И в это же самое время в конце переулка показались Макс и Мориц, которых по правде звали Гинцбург и Зайдман, но никто не помнил этого, кроме Момика, который помнил все. Они были два старикана, которые везде были вместе и вместе жили в подвале двенадцатого блока, набивали его всяким вонючим тряпьем, старым барахлом и прочей холерой, которую собирали где только можно. Когда из муниципалитета пришли вышвырнуть их из подвала, Бейла так кричала, что их оставили в покое и вообще убрались восвояси. Макс и Мориц никогда не разговаривали с другими людьми, только между собой. Гинцбург, который был жутко противный и вонючий, все время ходил и спрашивал: «Кто я? Кто я?» Это оттого, что у него пропала память Там, у тех, да сотрется их имя, а низенький, Зайдман, лыбился во весь рот на весь белый свет, и про него все говорили, что он пустой внутри. Ни единого шага они не делали друг без друга — черный Гинцбург тащится впереди, а за ним Зайдман, и держит свой черный мешок, который воняет за километр, и лыбится в пространство. Когда мама Момика видела их, как они идут, она всегда говорила про себя тихонько, скороговоркой: ойф але пусте вэлдер, ойф але висте вэлдер, только чтобы несчастье обрушилось на пустые леса и на дикие леса — и, конечно, повторяла Момику, чтоб не смел приближаться к ним, но он знал, что они в порядке: факт, что Бейла не согласилась, чтобы их вышвырнули из подвала, хотя сама она тоже в шутку обзывала их по-всякому: и скоморохи, и паяцы, и Пат и Паташон — и говорила, что они два Микки-Мауса, как те, которые были в газетах в той стране, откуда они все прибыли.

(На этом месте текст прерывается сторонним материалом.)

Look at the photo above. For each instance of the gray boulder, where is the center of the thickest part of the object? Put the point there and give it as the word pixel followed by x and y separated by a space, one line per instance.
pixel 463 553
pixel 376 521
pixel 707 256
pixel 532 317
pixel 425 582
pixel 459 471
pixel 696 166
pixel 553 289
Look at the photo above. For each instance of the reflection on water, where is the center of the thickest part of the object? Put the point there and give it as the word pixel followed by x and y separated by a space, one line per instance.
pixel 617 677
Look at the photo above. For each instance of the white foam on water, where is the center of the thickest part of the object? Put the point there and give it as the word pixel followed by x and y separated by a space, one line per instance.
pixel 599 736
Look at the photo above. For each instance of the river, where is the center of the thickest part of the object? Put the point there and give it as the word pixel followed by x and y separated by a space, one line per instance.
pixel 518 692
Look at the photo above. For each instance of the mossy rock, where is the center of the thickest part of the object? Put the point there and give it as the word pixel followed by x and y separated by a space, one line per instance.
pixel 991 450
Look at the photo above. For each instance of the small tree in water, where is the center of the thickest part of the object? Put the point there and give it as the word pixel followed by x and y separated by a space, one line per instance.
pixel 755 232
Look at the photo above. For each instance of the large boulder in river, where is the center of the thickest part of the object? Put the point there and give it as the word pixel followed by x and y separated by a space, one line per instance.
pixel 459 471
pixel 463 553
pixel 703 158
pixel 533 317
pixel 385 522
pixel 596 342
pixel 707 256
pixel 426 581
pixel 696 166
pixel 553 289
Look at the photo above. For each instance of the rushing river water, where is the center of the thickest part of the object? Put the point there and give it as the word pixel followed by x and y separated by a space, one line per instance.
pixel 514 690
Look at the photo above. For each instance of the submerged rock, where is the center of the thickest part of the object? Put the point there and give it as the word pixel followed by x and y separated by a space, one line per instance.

И вот оба они приблизились так медленно-медленно, только было странно, что на этот раз они как будто не боялись людей, а, наоборот подошли совсем близко, и стали прямо около дедушки, и уставились на него, а Момик посмотрел на дедушку и увидел, что нос у него слегка шевелится, как будто он обнюхивает их, но это, понятно, не фокус — унюхать их, Гинцбурга может унюхать даже тот, у кого совсем нет носа, но тут было что-то другое, потому что дедушка вдруг прекратил свое пей-й-ние и стал смотреть на этих двух чокнутых — мама называла их так тоже, — и Момик почувствовал, как все три старика вдруг одновременно насторожились и напряглись, будто разом что-то учуяли, и тогда новый дедушка ни с того ни с сего отвернулся от них с ужасной досадой, как будто напрасно потерял драгоценное время, которое ему никак нельзя было терять, и тотчас вернулся к своему противному завыванию, и снова как будто ничего не видел, только взмахивал с силой руками, словно он плавает в воздухе или говорит с кем-то, кого здесь нет, а Макс и Мориц посмотрели на него, и низенький, Зайдман, начал повторять те же движения и завывать таким же голосом, как дедушка, — он всегда делает то же самое, что другие люди, которых он видит перед собой, и Гинцбург строго осадил его, издал такой сердитый звук и стал уходить, и Зайдман потащился за ним следом.
И когда Момик рисует их на марках своего королевства, они тоже всегда вместе.
Ладно, тем временем мама поднялась, вся белая, как стенка, выкрашенная известкой, и закачалась, как будто совсем без сил, и Бейла взяла ее под руку и сказала: «Обопрись на меня, Гизла», и мама вообще не поглядела на нового дедушку и сказала Бейле: «Это убьет меня, попомни мои слова, это убьет меня, почему только Господь не оставляет нас капельку в покое, не дает нам немного пожить?» И Бейла сказала: «Тьфу, как ты говоришь, Гизла, ведь это не кошка, это живой человек, нехорошо так». И мама сказала: «Не хватает с меня, что я осталась сиротой, и сколько мы настрадались в последнее время с моей мамой, так теперь все сначала, посмотри на него, как он выглядит, он пришел умереть у меня — это то, зачем он пришел!» И Бейла сказала: «Ша, ша, тихо!» И взяла ее за руку, и обе они прошли мимо дедушки, и мама даже не взглянула на него, и тогда папа подавился таким кашлем: ах, ну что тут стоять! Подошел и решительно положил руку на плечо старика, и посмотрел на Момика с такой немного виноватой миной, и начал уводить старика оттуда, и Момик, который решил уже звать старика дедушкой, хотя тот, в сущности, не был по-настоящему его дедушкой, сказал себе: надо же, поглядите — старик не умер, когда папа дотронулся до него! Значит, зря он боится дотрагиваться до людей. Но тут же понял, что на самом деле это ясно: кто пришел Оттуда, тому уже ничего не может сделаться.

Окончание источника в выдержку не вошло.